La présentation de la montre en société par Nicolas G. Hayek lui-même, suivie du processus de création de la montre et du coffret ! Ce n'est pas un modèle d'édition, mais il a une grande valeur historique. Intéressant de voir à la minute 6 comment une chaîne – la spirale – est fabriquée pièce par pièce.

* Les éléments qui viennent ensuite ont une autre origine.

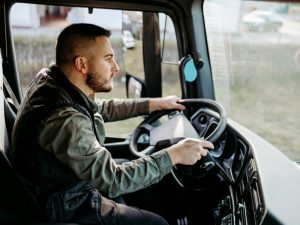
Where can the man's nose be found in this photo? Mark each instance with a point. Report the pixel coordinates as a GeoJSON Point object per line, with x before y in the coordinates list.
{"type": "Point", "coordinates": [116, 67]}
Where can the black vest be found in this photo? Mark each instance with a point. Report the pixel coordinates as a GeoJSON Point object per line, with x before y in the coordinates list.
{"type": "Point", "coordinates": [48, 178]}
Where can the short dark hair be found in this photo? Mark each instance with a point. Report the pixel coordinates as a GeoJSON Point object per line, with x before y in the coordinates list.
{"type": "Point", "coordinates": [73, 36]}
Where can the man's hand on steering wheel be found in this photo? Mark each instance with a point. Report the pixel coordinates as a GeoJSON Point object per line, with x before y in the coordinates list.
{"type": "Point", "coordinates": [188, 151]}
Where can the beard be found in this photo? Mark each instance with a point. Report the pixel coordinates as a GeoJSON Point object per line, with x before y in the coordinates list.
{"type": "Point", "coordinates": [98, 85]}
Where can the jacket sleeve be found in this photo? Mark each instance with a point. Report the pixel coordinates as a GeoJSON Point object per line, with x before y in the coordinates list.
{"type": "Point", "coordinates": [69, 135]}
{"type": "Point", "coordinates": [119, 109]}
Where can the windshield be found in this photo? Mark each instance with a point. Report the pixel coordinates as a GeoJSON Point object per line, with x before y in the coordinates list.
{"type": "Point", "coordinates": [254, 50]}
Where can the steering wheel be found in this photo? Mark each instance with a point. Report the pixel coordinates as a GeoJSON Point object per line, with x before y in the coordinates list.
{"type": "Point", "coordinates": [203, 174]}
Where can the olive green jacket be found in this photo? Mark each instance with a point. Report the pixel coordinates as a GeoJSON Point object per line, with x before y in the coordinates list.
{"type": "Point", "coordinates": [69, 134]}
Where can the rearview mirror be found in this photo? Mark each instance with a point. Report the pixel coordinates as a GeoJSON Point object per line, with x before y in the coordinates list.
{"type": "Point", "coordinates": [135, 87]}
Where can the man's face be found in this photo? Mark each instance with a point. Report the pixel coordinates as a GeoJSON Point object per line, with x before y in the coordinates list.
{"type": "Point", "coordinates": [102, 66]}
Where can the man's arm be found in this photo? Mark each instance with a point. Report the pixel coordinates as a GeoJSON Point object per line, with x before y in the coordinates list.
{"type": "Point", "coordinates": [163, 103]}
{"type": "Point", "coordinates": [119, 109]}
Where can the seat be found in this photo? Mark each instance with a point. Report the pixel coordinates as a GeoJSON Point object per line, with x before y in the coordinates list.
{"type": "Point", "coordinates": [17, 204]}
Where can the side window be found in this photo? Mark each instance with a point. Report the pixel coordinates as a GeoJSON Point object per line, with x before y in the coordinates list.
{"type": "Point", "coordinates": [170, 57]}
{"type": "Point", "coordinates": [36, 27]}
{"type": "Point", "coordinates": [254, 49]}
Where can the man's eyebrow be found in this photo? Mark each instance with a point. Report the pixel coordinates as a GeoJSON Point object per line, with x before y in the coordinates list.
{"type": "Point", "coordinates": [109, 55]}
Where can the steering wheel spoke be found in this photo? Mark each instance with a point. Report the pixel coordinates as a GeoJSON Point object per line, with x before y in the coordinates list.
{"type": "Point", "coordinates": [206, 172]}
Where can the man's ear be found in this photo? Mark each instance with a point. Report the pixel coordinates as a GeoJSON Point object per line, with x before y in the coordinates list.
{"type": "Point", "coordinates": [80, 63]}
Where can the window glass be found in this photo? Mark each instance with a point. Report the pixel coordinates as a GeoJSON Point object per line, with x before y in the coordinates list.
{"type": "Point", "coordinates": [254, 49]}
{"type": "Point", "coordinates": [170, 57]}
{"type": "Point", "coordinates": [35, 29]}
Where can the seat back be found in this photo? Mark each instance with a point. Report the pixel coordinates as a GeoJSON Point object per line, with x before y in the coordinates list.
{"type": "Point", "coordinates": [17, 203]}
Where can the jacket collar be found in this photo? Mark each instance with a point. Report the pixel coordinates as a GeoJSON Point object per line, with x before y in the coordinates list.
{"type": "Point", "coordinates": [74, 92]}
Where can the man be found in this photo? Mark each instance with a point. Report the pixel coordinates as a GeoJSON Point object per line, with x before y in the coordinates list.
{"type": "Point", "coordinates": [59, 134]}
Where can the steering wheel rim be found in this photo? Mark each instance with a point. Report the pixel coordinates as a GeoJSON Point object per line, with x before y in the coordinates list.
{"type": "Point", "coordinates": [212, 137]}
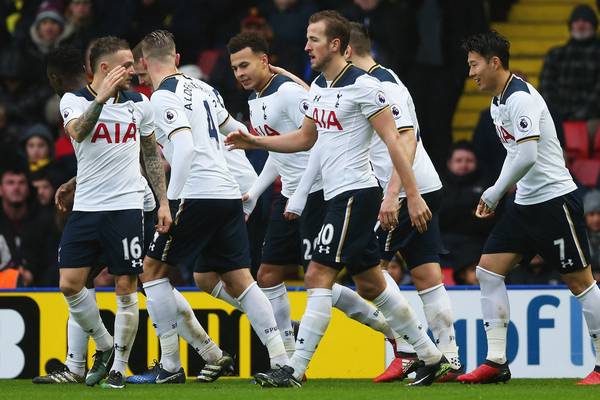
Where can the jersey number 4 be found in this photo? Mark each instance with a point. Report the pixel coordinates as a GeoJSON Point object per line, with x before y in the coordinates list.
{"type": "Point", "coordinates": [212, 129]}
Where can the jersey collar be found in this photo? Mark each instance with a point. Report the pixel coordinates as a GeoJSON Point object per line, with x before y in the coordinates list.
{"type": "Point", "coordinates": [341, 73]}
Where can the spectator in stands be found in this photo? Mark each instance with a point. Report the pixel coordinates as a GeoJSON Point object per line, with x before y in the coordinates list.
{"type": "Point", "coordinates": [287, 19]}
{"type": "Point", "coordinates": [27, 230]}
{"type": "Point", "coordinates": [570, 77]}
{"type": "Point", "coordinates": [20, 95]}
{"type": "Point", "coordinates": [463, 234]}
{"type": "Point", "coordinates": [591, 209]}
{"type": "Point", "coordinates": [38, 145]}
{"type": "Point", "coordinates": [438, 72]}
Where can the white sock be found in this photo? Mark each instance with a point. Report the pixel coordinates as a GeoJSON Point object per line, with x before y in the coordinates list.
{"type": "Point", "coordinates": [260, 314]}
{"type": "Point", "coordinates": [496, 312]}
{"type": "Point", "coordinates": [192, 332]}
{"type": "Point", "coordinates": [280, 303]}
{"type": "Point", "coordinates": [312, 328]}
{"type": "Point", "coordinates": [77, 340]}
{"type": "Point", "coordinates": [126, 323]}
{"type": "Point", "coordinates": [590, 304]}
{"type": "Point", "coordinates": [357, 308]}
{"type": "Point", "coordinates": [219, 292]}
{"type": "Point", "coordinates": [162, 308]}
{"type": "Point", "coordinates": [401, 319]}
{"type": "Point", "coordinates": [169, 351]}
{"type": "Point", "coordinates": [402, 346]}
{"type": "Point", "coordinates": [84, 310]}
{"type": "Point", "coordinates": [438, 312]}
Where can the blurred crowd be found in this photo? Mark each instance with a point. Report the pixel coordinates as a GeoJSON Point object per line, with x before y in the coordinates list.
{"type": "Point", "coordinates": [419, 39]}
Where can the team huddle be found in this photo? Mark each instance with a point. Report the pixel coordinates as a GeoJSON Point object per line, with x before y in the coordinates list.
{"type": "Point", "coordinates": [358, 187]}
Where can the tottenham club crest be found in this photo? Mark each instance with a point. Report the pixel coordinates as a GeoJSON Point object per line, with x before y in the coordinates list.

Les caractéristiques de Breguet, une par une
Outre son génie horloger, Louis Abraham Breguet s'est également distingué par d'autres talents. Il a fait preuve d'une grande capacité financière et commerciale, mais surtout d'un sens de la communication, en faisant parvenir un produit exquis – le sien – aux bonnes oreilles, une garantie de succès. Cependant, il a ajouté une autre facette : ce qu'on appelle aujourd'hui, non sans une certaine frivolité, « l'ADN de la marque ». En termes plus terre-à-terre, il a créé une série de codes esthétiques qui rendent pratiquement toutes les montres Breguet reconnaissables. Outre la signature secrète et la numérotation individuelle, le guillochage du cadran, les chiffres inscrits sur ce cadran ou les aiguilles qui le survolent portent la touche indéniable du maître et conservent son nom (aiguilles Breguet, chiffres Breguet...), ainsi que le boîtier de type pièce de monnaie qui orne les modèles les plus classiques. Au-delà de leur beauté intemporelle, tous ces éléments ont – comme la signature secrète – un but pratique.

Collection actuelle
Enfin, et comme point d'orgue d'une journée idéale pour tout amateur, nous avons eu accès aux modèles de la collection actuelle, de la Marine au Tourbillon extra-plat ou à la Classique avec leurs exquis cadrans en porcelaine… avec une signature secrète. Un plaisir pour les sens.